Truth or legend? America’s first Christmas tree was decorated here in the metro east
If you’ve heard that the common myth that first Christmas tree in the United States came from Shiloh, you’ve certainly heard wrong.
If someone told you that the first Christmas tree in Illinois came from Shiloh, however, you may have been told the truth.
“When the rumor was first brought up here about us having the first tree ever years ago, I knew this wasn’t true,” says Brenda Kern, the city clerk for the city of Shiloh.
But being a fan of local history, she knows where the rumor came from.
Christmas trees are a European tradition of tenuous origin, but most sources claim the first was erected some time in 15th century Germany or 16th century Latvia. But one thing is certainly true: Germans love their Christmas trees, and they brought them to Illinois during the mass migrations of the 19th century.
How it started
It all comes down to Gustave Koerner, the famous 19th century abolitionist, statesman, and German immigrant responsible for much of Belleville’s German ancestry. Koerner was an avid journaler, and in one of these reflections he discusses the setting of a Christmas tree in his historic home on Abend Street.
“Daughters took the top of a sassafras tree which still had some leaves on it,” Koerner writes in volume one of his memoirs, “dressed it with waxed candles, ribbon and bits of colored paper and the like and hung it with little red apples and nuts and all sorts of confections made by their Aunt Caroline and decorated it for the Christmas season.”

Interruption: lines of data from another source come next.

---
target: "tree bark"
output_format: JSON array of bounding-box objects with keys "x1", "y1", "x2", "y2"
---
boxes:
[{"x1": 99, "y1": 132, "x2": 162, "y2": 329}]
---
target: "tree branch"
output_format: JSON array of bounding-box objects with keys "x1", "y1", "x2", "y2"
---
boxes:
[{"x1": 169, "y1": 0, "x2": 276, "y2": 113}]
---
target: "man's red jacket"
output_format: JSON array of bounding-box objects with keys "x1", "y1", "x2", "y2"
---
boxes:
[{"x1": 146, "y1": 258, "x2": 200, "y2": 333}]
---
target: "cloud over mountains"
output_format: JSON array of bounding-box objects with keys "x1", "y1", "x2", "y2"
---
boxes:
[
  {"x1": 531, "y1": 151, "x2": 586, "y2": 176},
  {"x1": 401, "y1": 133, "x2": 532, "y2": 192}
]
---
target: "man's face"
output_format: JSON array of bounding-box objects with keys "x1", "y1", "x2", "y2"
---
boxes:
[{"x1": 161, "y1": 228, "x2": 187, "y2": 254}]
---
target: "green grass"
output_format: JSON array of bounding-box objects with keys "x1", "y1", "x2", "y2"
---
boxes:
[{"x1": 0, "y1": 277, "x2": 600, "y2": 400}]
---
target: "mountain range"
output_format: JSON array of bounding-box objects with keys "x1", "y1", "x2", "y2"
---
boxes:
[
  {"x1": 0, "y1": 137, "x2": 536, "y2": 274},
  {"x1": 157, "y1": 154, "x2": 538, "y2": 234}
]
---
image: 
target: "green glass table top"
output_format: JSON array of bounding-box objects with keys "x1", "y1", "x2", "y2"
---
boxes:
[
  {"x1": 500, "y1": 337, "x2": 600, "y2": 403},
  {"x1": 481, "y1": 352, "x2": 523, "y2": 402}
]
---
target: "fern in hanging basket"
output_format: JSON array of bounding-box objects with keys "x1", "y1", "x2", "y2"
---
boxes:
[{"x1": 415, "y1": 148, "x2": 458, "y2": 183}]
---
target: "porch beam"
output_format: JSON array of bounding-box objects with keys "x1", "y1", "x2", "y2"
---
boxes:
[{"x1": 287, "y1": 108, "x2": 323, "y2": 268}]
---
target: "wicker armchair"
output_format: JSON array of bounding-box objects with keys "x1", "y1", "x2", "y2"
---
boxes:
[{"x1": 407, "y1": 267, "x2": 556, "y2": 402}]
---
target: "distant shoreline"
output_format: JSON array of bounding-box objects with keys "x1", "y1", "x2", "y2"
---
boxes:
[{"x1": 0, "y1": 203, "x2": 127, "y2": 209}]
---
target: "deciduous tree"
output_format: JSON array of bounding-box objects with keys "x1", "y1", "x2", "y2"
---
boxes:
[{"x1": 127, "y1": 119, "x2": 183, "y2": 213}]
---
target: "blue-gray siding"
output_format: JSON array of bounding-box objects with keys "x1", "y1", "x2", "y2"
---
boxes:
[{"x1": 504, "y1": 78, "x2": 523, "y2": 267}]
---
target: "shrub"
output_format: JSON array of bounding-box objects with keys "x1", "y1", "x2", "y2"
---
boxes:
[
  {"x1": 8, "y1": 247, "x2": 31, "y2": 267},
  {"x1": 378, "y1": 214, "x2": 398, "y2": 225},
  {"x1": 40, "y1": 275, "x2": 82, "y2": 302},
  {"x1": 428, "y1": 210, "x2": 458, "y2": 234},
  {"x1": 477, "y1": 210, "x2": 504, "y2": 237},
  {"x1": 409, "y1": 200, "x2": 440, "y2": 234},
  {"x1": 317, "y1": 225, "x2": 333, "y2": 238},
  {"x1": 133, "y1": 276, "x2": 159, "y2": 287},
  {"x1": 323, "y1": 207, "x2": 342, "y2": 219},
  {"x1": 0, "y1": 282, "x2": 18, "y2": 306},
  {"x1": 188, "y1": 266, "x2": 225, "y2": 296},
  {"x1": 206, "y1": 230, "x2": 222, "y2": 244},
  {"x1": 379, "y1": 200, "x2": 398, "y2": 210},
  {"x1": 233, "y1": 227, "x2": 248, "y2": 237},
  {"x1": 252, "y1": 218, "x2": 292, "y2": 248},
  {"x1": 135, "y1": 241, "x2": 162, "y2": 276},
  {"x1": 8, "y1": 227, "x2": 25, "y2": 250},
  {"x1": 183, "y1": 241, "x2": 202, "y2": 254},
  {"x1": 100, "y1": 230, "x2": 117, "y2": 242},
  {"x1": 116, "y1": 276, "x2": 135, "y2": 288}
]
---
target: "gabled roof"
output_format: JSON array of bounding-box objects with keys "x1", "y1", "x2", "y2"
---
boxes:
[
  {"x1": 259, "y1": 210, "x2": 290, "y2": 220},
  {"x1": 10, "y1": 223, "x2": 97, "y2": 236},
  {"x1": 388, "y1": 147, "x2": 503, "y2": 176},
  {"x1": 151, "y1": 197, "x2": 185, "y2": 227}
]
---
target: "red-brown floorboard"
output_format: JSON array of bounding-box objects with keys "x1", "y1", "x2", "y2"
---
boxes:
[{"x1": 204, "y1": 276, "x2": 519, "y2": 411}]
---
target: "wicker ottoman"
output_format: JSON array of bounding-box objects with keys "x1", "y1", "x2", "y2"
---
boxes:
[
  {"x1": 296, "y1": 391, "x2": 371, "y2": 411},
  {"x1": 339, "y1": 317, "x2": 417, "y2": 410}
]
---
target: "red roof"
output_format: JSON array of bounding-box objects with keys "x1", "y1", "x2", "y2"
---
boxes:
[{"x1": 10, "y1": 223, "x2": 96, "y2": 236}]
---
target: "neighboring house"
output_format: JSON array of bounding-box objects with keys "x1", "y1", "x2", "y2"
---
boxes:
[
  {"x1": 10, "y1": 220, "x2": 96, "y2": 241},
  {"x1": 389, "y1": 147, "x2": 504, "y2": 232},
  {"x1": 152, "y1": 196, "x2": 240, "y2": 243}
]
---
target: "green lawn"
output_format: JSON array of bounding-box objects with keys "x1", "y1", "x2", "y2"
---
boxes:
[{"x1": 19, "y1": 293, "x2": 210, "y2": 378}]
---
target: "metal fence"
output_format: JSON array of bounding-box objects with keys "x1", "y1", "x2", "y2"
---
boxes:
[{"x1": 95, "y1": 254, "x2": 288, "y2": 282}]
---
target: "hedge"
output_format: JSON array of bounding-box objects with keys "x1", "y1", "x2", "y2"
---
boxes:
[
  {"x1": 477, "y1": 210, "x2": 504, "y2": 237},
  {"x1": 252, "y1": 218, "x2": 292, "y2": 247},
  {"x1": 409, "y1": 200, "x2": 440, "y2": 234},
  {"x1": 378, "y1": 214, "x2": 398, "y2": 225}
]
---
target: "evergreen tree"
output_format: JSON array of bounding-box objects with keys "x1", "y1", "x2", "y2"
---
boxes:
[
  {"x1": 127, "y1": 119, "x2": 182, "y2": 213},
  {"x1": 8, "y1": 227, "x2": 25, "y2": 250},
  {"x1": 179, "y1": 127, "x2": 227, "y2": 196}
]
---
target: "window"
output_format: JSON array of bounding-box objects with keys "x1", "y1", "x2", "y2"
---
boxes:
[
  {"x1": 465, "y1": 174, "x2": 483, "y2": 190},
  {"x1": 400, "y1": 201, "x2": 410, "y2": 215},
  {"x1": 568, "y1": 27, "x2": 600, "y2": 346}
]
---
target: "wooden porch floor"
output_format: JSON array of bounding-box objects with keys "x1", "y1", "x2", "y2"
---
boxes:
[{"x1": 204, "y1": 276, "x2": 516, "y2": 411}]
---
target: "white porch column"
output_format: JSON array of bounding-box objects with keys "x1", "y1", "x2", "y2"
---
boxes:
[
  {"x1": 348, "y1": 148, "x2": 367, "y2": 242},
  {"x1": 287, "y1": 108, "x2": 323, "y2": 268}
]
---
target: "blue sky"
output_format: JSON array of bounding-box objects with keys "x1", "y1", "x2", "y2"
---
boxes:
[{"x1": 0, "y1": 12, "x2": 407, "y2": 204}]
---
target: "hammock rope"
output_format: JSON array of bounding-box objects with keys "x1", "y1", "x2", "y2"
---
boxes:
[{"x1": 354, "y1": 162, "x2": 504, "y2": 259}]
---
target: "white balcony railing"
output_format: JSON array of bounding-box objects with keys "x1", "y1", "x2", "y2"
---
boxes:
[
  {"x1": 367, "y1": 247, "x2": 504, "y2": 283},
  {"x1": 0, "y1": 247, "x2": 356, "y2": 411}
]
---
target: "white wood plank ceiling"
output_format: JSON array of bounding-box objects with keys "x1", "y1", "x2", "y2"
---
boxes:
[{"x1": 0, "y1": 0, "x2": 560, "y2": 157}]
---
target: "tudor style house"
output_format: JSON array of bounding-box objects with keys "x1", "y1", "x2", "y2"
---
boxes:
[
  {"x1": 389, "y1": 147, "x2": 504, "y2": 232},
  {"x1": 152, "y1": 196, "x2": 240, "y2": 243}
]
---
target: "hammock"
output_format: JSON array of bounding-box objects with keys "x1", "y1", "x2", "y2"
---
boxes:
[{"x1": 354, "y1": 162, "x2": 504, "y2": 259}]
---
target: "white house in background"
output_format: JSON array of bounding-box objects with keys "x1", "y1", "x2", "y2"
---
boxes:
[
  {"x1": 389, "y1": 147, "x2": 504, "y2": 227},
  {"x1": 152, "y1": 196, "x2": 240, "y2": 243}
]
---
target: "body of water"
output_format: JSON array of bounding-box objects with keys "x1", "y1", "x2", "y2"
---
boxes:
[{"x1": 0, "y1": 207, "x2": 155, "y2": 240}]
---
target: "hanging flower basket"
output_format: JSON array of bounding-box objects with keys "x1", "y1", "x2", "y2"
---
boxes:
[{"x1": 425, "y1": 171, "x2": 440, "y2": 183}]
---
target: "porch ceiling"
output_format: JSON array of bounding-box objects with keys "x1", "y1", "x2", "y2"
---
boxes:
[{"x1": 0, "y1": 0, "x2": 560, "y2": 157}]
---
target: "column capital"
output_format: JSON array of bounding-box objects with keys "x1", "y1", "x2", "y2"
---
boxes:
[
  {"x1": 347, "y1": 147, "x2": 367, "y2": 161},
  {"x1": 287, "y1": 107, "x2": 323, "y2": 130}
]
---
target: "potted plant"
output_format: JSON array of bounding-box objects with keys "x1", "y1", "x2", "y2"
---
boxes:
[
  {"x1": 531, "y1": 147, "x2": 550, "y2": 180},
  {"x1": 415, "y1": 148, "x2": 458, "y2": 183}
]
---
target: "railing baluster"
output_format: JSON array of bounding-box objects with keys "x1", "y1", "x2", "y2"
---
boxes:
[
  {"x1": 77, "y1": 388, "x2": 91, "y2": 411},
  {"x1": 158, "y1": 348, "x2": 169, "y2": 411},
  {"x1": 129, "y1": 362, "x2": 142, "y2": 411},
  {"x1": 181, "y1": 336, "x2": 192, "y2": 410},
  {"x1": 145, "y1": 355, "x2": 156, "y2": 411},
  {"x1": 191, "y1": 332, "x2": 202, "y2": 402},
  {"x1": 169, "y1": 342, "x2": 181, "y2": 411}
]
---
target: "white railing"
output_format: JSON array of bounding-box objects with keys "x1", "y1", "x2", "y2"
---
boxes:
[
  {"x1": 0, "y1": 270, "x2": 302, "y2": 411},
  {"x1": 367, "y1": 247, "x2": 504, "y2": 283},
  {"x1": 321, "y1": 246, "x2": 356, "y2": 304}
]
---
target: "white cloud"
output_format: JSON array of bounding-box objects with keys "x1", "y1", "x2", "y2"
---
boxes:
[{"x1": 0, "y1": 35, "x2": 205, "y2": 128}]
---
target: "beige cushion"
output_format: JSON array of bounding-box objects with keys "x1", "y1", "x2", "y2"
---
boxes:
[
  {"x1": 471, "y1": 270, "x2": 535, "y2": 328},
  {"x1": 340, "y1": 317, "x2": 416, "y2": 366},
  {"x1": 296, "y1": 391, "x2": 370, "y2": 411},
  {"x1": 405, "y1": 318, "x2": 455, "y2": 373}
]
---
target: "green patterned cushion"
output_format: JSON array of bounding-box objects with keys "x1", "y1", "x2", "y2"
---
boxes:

It’s the last sentence of this journal entry that passed into urban legend: “Perhaps this was the first Christmas tree ever lighted on the banks of the Mississippi,” it said.
Germans are coming to town
Due to a series of reforms and unification wars, German people in the region now known as Germany came to the United States in three waves, the first of which was in the 1830s.
Koerner then traveled to the U.S. with the Engelmann party in 1833 after a failed coup in the city of Frankfurt, thus marking the first definitive German population to establish itself in Illinois.
As is the case with any mass migration, the people also brought their culture with them.
“Geographically speaking, I think they’re a little far from being on the ‘banks of the Mississippi,’” says Jack LeChien, co-chairman of the Gustave Koerner House Committee. “But since Illinois was the western frontier, and knowing the demographics to the area at that time, it’s probably safe to say it was the first Christmas tree in the general region.”
When Koerner and Engelmann landed in Illinois in hopes of establishing a German community outside of slave states, the majority of residents were English, French, and Scots-Irish emigrants from eastern and southern states looking for new farm land. LeChien, who helps manage the historic Koerner house restoration on Abend St. in Belleville, points out the differences in how German migrants celebrated Christmas versus their “American” contemporaries.
“Being on the frontier was, at least, a culture shock,” he says, “It looked more like a party than what we would probably now consider a Christmas celebration.”
In the first volume of his memoirs, Koerner gives a raucous first hand-account of historic Belleville’s Christmas debauchery.
“Young and old alike fired muskets, pistols and Chinese fire-crackers,” writes Koerner, “which, with a very liberal consumption of egg-nog and tom-and-jerry, was the usual, and in fact, the only mode of hailing the arrival of the Child-Christ.”
So is it true?
The unfortunate truth is that no one knows exactly when the first Christmas tree came to the metro-east and Illinois, but LeChien says its relatively safe to assume Koerner was telling the truth.
“The Germans who first came here were highly educated and not very prone to exaggeration or lying,” he says. “Koerner was a lawyer and, often times, a journalist, so it’s safe to say he was well qualified to make such claims.”
Immigrants from the first wave of German immigration, such as Koerner and Engelmann’s party, were known as “Latin farmers” due to their educational background, though many of them weren’t farmers at all. In the 19th century, students in European universities were required to know a certain degree of Latin.
Theodor Engelmann and Gustave Koerner were friends from their time at university and their higher education was evident among other farmers in the region, many of whom could not read or write in any language, let alone Latin.
With no other evidence presenting itself, and with the Koerner’s strong pedigree for contemporary writing, it is safe to say that at least in the Midwestern United States, these German immigrants of the Engelmann and Koerner family brought the first Christmas trees to Illinois as surely as they brought Latin and sauerkraut.
For the record, according to history.com, the first records of Christmas trees being cut for display in America come from 1820s in another German community, Bethlehem, Pennsylvania.